The Isles of Scilly are a remote archipelago of islands twenty-eight miles off the coast or Cornwall, where highly place-specific myths and traditions have evolved. Santa Warna is a celtic saint, who drifted to the Isles of Scilly in a coracle from Ireland to become the patron saint of shipwrecks. Making offerings at her holy well, islanders would pray that shipwrecks would not happen, but if they must happen, could they come to Scilly so that we might benefit from the pilotage and salvage. 

On the islands, the fresh water supply is precious and precarious, so there was a tradition (still practiced in some households) of placing a live eel inside the water tanks to keep the water fresh. Once captured, the eels would go into a kind of fugue state where they have been known to live up to eighty years, surviving by eating any contaminants that fell in the tank, and so keeping the water safe (if - admittedly - gross) for human consumption.

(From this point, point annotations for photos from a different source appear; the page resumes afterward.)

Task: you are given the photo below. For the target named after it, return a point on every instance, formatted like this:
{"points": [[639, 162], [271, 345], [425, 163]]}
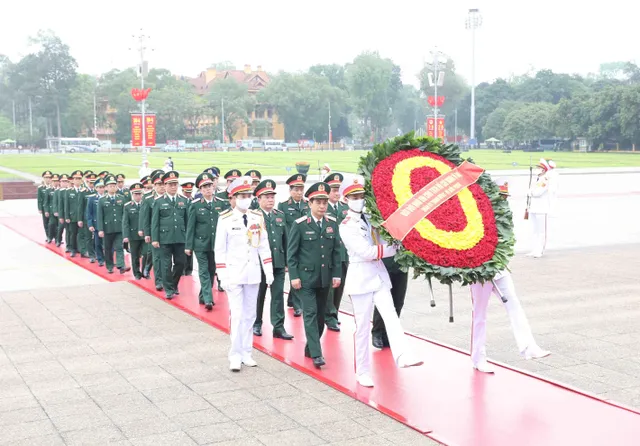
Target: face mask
{"points": [[243, 203], [356, 205]]}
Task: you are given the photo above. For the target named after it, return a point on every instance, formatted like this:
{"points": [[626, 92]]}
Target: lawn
{"points": [[283, 163]]}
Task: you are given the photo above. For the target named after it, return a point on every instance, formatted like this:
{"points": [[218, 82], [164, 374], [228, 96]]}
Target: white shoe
{"points": [[484, 367], [408, 360], [249, 362], [365, 380], [535, 352], [235, 365]]}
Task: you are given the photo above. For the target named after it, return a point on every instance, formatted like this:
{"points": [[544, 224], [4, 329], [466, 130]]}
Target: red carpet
{"points": [[444, 399]]}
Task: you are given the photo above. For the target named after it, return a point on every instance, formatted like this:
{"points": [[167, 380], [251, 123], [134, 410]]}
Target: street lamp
{"points": [[473, 22]]}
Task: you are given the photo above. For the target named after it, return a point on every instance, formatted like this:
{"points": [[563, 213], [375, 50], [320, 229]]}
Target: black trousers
{"points": [[399, 282]]}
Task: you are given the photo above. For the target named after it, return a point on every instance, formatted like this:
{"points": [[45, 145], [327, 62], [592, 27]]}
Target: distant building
{"points": [[264, 122]]}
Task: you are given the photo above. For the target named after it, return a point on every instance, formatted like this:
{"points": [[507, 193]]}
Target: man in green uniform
{"points": [[339, 211], [110, 210], [58, 210], [73, 210], [313, 256], [145, 223], [130, 228], [201, 235], [42, 191], [276, 228], [122, 189], [47, 207], [168, 232], [294, 208], [255, 176]]}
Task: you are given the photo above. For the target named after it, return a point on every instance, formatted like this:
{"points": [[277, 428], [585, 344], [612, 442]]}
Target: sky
{"points": [[186, 37]]}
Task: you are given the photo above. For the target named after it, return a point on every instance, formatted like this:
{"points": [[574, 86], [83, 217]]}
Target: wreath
{"points": [[467, 239]]}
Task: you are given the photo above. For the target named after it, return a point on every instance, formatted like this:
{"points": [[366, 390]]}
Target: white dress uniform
{"points": [[368, 284], [241, 246]]}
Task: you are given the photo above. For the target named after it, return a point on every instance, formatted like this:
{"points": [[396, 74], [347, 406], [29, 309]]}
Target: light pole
{"points": [[473, 22]]}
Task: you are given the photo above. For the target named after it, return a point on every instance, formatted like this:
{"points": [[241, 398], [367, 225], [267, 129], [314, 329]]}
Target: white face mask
{"points": [[243, 203], [356, 205]]}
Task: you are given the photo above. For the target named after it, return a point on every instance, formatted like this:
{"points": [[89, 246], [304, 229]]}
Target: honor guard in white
{"points": [[501, 286], [542, 195], [368, 283], [241, 245]]}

“Myth is a made thing, not a found thing” - Angela Carter

These two stories present a very localised and specialised attitude to survival, one where the precarious nature of existence creates a reality where we welcome shipwrecks onto our shores and eels into our wells - both things that, under normal circumstances, would be unthinkable. 

I used these two mythic artefacts as the foundation to create a cult ~ The Way of the Eel ~ because, like shipwrecks and eels, cults also have a sinister reputation that we would typically avoid. A singular cultist interprets the mythic information blossoming from their surroundings, to create their own specified religious practice. The resulting belief system suggests a method for cultivating agency for ourselves, by generating our own mythology and using that as a map for a self-determined life.

A naked person floats beside a backlit fibreglass coracle at twilight
Folded iridescent fabric dyed like the dawn sky
Sea thrift flowers in warm afternoon light
A nude person lies curled in a pink  semi translucent coracle at the edge of the sea.
A pink fibreglass bowl brims with lichen.
Iridescent fabric like the dawn sky
Bring Me Your Hands was an interactive performance that took place as part of Fleshy Wisdoms performance night at The Steamship Project Space in June 2023. In this piece I embodied the Eel Way Cultist and invited the audience to perform ablutions in an intimate initiation rite for The Way of the Eel. I washed their hands for them in a pink shell vessel filled with holy lichenised water, while this audio track played.
A backlit pink coracle floats on dark water in front of looming rocks

Every saint must have a miracle. Santa Warna’s miracle was that she travelled from Ireland to the Isles of Scilly in a coracle, a small round boat, large enough for one person, traditionally made from animal hide stretched over willow. To make the cultist’s coracle I took a 3D scan of a rock pool that had been carved out of the granite clifftop by thousands of years of rainfall and weathering. I made a mould from this scan and cast it in fibreglass - a typical boat-building material used locally in Scilly - to make a coracle that is simultaneously able to travel over the sea, and hold the familiar shape of the earth of my home.